Nikola Motor CEO Defends $4M In PPP Funds

Nikola Motor CEO Defends $4M In PPP Funds

Trevor Milton, the CEO and founder of Nikola Motor Company, is defending his company’s receipt of $4.1 million from the Small Business Administration's (SBA’s) Paycheck Protection Program (PPP), according to CNBC.

While the program is touted by lawmakers and the White House as a lifeline to small- and medium-sized businesses (SMBs) and their workers, the Phoenix hybrid truck manufacturer is another example of a mega company that received the cash.

The startup, founded in 2014, merged in March with VectoIQ Acquisition Corp., a NASDAQ-listed publicly-traded acquisition company, and is valued at more than $3 billion, according to The deal has not closed.

Thanks to the merger, Nikola will receive more than $500 million from investors including Fidelity and ValueAct Capital, the report said.

A Nikola spokeswoman declined a request for comment by PYMNTS and referred us to the company’s statement in the CNBC report.

“There’s a difference between a high valuation and having cash,” the statement said. “Nikola is a pre-revenue company with a lot of expenses and burn rate is high. Since PPP funds will be used to retain staff, the lifeline follows the spirit of the Act in that we’re preserving high paying jobs.”

Nikola said the PPP funds act as a cash bridge to retain its 300 employees while the VectoIQ merger closes.

Securities and Exchange Commission filings showed Nikola received the PPP funds from JPMorgan Chase.

CNBC reported the forgivable government loan comes months after the 38-year-old billionaire bought a 2,600-acre ranch in Utah for $32.5 million.
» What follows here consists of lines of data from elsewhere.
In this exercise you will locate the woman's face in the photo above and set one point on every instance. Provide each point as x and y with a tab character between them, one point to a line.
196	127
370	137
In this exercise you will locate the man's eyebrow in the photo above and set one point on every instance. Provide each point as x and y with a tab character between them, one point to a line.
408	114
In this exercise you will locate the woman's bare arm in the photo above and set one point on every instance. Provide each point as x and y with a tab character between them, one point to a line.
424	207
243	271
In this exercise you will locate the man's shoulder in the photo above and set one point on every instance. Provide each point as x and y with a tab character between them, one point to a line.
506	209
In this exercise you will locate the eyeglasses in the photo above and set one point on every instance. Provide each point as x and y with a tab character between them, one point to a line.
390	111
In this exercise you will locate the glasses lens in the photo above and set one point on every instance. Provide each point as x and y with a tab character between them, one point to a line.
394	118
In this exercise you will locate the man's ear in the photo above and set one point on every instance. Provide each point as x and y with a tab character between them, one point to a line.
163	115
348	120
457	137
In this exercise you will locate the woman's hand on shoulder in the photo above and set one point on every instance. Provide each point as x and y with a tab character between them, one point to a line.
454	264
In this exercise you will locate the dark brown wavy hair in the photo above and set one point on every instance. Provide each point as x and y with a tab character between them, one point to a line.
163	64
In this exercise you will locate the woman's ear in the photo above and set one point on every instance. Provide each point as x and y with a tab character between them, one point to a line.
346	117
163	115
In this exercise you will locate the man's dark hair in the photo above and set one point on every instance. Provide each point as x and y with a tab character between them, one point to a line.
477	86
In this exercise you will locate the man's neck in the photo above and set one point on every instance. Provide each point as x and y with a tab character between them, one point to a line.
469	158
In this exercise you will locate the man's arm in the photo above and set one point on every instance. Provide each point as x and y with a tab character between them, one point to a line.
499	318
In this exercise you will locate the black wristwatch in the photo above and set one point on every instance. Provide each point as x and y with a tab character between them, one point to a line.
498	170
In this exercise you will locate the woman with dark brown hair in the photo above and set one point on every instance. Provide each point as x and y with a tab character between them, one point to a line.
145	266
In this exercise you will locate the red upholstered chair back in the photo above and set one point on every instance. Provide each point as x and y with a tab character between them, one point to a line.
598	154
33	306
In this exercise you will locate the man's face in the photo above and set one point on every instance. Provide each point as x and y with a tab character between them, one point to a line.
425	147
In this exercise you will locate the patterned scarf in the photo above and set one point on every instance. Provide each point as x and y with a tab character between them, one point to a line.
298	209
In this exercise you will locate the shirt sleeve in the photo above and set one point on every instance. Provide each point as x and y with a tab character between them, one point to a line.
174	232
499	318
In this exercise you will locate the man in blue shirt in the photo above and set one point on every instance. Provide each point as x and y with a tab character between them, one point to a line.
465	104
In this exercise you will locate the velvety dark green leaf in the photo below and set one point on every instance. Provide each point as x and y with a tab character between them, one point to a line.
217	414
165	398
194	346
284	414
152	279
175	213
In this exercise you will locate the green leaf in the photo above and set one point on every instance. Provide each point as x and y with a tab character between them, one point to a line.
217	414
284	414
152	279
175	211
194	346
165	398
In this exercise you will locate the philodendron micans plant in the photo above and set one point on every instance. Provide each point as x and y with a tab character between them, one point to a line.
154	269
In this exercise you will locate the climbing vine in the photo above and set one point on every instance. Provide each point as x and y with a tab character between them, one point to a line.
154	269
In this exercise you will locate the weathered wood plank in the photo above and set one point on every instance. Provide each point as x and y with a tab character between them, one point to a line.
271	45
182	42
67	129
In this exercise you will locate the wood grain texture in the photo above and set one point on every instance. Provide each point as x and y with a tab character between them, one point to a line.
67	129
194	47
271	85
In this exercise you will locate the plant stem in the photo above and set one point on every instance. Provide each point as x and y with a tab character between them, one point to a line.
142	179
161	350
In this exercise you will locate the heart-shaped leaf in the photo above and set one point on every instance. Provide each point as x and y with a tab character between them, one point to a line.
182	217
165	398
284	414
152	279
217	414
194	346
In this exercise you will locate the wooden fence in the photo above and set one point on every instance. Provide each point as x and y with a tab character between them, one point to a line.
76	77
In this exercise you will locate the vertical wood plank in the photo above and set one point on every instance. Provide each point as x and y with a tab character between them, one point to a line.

The luxury property features a 16,800-square-foot river-front mansion with eight bedrooms, eight and a half bathrooms, a billiards room, movie theater, wine cellar and gym.

At the time, Milton said buying property is just the beginning.

“I plan on picking up multiple other properties like this one in order to preserve Utah and offer a sanctuary for my family, friends and others to enjoy,” he wrote in an email to the website Mansion Global, according to CNBC. “I feel like my generation is asset light, wants smaller everything and is moving to cities, which is the opposite of what I wanted in life.”

On Monday, Shake Shack founder Danny Meyer and CEO Randy Garutti said the company will return the $10 million PPP loan it received from the federal government that was part of the coronavirus stimulus package.

“We’ve decided to immediately return the entire $10 million PPP loan we received last week to the SBA so that those restaurants who need it most can get it now,” they said in a letter on LinkedIn.

Other big businesses that received PPP loans include Ruth’s Chris Steak House, Potbelly and the coal mine operator Hallador Energy.